The Magna Carta is considered one of the great legal documents in the history of democracy. Five centuries later, the legal principles it set forth inspired American colonists in their own rebellion against the British crown. And Americans now have their own copy on display at the National Archives, thanks to a permanent loan from billionaire David M. Rubenstein, who bought a 1297 reissue of the Magna Carta at auction. Careful readers of the document — or, more likely, its translation — may be surprised at what the charter has to say about food.
Lack of food was a constant threat in the Middle Ages. Though much of the population was dedicated to agriculture, there was little surplus that could be drawn upon if bad weather wiped out a harvest.

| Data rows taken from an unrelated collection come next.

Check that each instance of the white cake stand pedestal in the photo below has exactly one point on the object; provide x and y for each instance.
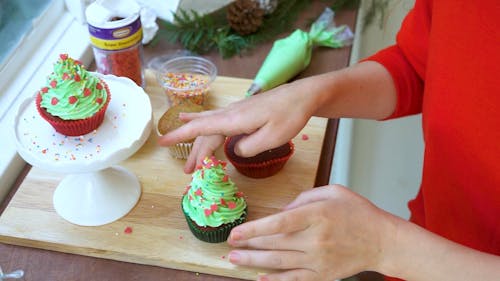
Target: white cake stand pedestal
(95, 191)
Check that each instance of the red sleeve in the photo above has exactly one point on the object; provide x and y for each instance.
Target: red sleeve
(406, 60)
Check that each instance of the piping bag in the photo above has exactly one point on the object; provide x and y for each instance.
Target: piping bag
(290, 55)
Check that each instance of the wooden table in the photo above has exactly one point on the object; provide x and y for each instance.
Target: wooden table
(50, 265)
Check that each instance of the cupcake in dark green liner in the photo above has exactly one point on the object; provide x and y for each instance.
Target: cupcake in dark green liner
(212, 204)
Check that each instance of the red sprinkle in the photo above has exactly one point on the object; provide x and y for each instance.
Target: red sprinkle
(231, 205)
(198, 192)
(208, 212)
(72, 100)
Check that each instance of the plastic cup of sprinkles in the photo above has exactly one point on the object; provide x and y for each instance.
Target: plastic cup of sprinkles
(187, 78)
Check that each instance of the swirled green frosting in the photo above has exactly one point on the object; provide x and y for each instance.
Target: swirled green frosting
(212, 198)
(72, 93)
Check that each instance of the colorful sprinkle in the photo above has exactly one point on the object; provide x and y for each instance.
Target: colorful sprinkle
(72, 100)
(231, 205)
(86, 92)
(208, 212)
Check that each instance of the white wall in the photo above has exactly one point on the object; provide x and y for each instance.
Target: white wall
(380, 160)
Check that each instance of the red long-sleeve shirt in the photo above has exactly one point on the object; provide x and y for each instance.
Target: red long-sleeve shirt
(446, 65)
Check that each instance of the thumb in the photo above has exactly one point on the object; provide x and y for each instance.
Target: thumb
(313, 195)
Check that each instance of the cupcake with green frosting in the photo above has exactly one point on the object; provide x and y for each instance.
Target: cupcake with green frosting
(74, 101)
(212, 204)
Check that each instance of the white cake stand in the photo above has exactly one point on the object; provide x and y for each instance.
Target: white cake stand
(94, 190)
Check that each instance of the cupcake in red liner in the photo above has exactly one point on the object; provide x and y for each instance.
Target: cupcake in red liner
(262, 165)
(75, 101)
(212, 205)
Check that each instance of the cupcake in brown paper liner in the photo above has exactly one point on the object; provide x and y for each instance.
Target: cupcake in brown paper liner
(170, 121)
(262, 165)
(212, 204)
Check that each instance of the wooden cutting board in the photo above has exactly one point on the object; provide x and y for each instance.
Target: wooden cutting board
(160, 235)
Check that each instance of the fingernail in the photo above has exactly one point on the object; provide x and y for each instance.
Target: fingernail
(236, 235)
(234, 257)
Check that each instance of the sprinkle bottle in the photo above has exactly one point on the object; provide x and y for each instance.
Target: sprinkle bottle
(117, 44)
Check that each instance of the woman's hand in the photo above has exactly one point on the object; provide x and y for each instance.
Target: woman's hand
(203, 146)
(270, 119)
(327, 233)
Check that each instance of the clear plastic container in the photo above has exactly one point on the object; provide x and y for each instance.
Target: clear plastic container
(187, 78)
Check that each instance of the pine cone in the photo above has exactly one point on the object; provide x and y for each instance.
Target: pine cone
(245, 16)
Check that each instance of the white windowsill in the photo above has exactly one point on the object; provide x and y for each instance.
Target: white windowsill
(65, 36)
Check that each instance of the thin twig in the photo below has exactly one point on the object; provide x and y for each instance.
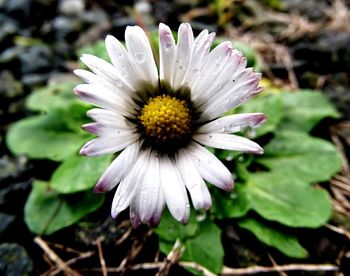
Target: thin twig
(172, 258)
(281, 273)
(100, 255)
(61, 265)
(338, 230)
(82, 255)
(231, 271)
(290, 267)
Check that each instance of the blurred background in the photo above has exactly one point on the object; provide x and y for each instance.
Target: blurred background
(295, 44)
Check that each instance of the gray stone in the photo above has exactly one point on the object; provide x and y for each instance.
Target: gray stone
(9, 86)
(71, 7)
(36, 59)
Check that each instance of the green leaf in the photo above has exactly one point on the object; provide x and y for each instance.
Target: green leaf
(59, 95)
(79, 173)
(46, 211)
(45, 136)
(269, 104)
(170, 230)
(230, 205)
(97, 49)
(286, 243)
(305, 108)
(308, 158)
(288, 200)
(205, 247)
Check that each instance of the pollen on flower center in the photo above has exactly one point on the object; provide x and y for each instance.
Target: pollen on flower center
(166, 119)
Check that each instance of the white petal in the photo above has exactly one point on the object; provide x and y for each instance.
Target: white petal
(210, 168)
(103, 145)
(102, 97)
(109, 131)
(215, 63)
(140, 54)
(134, 213)
(228, 142)
(157, 214)
(109, 118)
(120, 59)
(233, 123)
(233, 95)
(194, 182)
(167, 51)
(130, 185)
(174, 190)
(199, 53)
(149, 190)
(183, 54)
(118, 168)
(230, 73)
(106, 71)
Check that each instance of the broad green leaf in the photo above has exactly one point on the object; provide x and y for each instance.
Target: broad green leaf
(269, 104)
(308, 158)
(59, 95)
(46, 211)
(230, 205)
(305, 108)
(288, 200)
(78, 173)
(205, 247)
(45, 136)
(77, 116)
(170, 230)
(286, 243)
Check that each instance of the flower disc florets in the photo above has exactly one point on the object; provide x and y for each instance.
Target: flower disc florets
(160, 119)
(166, 119)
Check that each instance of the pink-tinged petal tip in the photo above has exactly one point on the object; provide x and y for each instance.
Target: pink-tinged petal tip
(99, 188)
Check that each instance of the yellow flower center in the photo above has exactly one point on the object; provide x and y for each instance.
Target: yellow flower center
(166, 119)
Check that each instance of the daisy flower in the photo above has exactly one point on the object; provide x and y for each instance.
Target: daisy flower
(161, 123)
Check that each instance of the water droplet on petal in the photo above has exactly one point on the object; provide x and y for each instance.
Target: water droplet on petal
(167, 46)
(201, 216)
(119, 83)
(140, 57)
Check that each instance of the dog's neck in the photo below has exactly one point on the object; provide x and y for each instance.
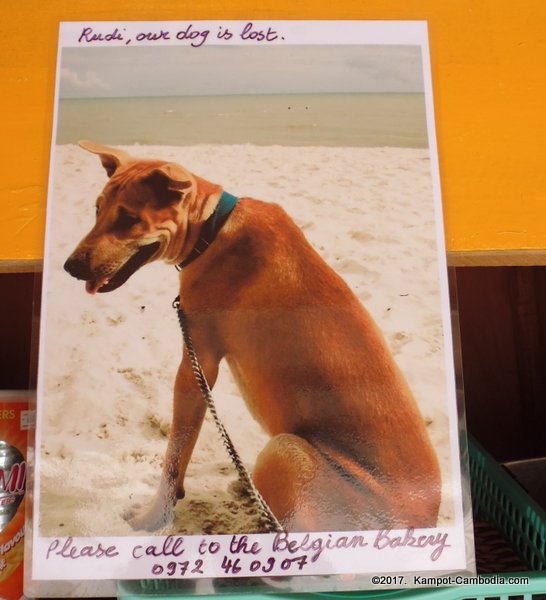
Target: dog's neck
(210, 228)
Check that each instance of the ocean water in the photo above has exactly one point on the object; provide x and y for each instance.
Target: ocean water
(288, 120)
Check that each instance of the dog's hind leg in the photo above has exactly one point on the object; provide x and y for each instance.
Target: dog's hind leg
(189, 409)
(309, 489)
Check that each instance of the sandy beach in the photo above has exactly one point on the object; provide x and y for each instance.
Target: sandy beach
(109, 361)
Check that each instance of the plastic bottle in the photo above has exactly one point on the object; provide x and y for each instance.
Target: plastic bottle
(15, 421)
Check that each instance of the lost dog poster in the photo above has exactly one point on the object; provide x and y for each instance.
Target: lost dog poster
(295, 413)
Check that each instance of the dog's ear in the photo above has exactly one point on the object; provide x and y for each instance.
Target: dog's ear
(169, 181)
(111, 158)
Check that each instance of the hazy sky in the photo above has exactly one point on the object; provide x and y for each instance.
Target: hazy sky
(183, 70)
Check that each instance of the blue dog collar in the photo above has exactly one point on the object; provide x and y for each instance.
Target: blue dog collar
(211, 227)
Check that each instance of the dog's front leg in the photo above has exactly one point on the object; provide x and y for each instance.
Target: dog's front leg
(189, 409)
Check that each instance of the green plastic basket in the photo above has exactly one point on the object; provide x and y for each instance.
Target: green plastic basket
(496, 498)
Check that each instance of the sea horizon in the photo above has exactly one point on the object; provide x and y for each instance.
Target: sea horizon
(329, 119)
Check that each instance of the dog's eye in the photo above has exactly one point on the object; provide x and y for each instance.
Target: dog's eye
(126, 220)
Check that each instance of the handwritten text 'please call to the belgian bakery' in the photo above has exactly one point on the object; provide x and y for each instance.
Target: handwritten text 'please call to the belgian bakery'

Still, the barons who negotiated the Magna Carta weren't worried about keeping the peasants from starving.
"It wasn't part of their ethos that they should be feeding everyone," says University of Mary Washington historian Bruce O'Brien.
What concerned the barons, the 1-percenters of the 13th century, was their power struggle with the king. "These were very wealthy, powerful people who were resentful that the king seemed to be reducing their power," O'Brien says.
Free trade was a big issue then, as it is now. A clause in the great charter instructs that all fish weirs on the Thames and other English rivers be dismantled. Modern readers see that odd clause is "the joke of the Magna Carta," says O'Brien. But in the 13th century, the concern was that these large structures for catching fish were obstructing ships.
"Shipping things by water was a lot cheaper than shipping by land," O'Brien says. By removing the fish weirs, the barons were ensuring the movement of food, wine, wool and other goods. Too bad for the populace if they missed out on fish dinners as a result.
Another clause charges that there should be "a single measure for wine throughout our realm, and a single measure for ale, and a single measure for Corn," as well as standards for other goods. "The idea of having a single measure for certain products goes back to the 10th century," says O'Brien. Standards helped to reduce friction in trade between countries and let the government be involved, which, intended or not, "made it easier to tax things later," O'Brien says.
And to combat the corruption in the practice of purveyance, the barons wrote into the Magna Carta a rule requiring immediate payment for the seizure of any "corn" (that is, grain) or "chattel" — a category that would have included any other foodstuffs and drink.
With purveyance long replaced by a formal tax system, this clause may seem to have as little relevance today as the one removing fish weirs from the Thames. But it's echoed in the U.S. Constitution, which was written more than 500 years later. The Fifth Amendment, which bars the taking of private property for public use without just compensation, traces its lineage to a medieval need for a well-fed army and a greedy king.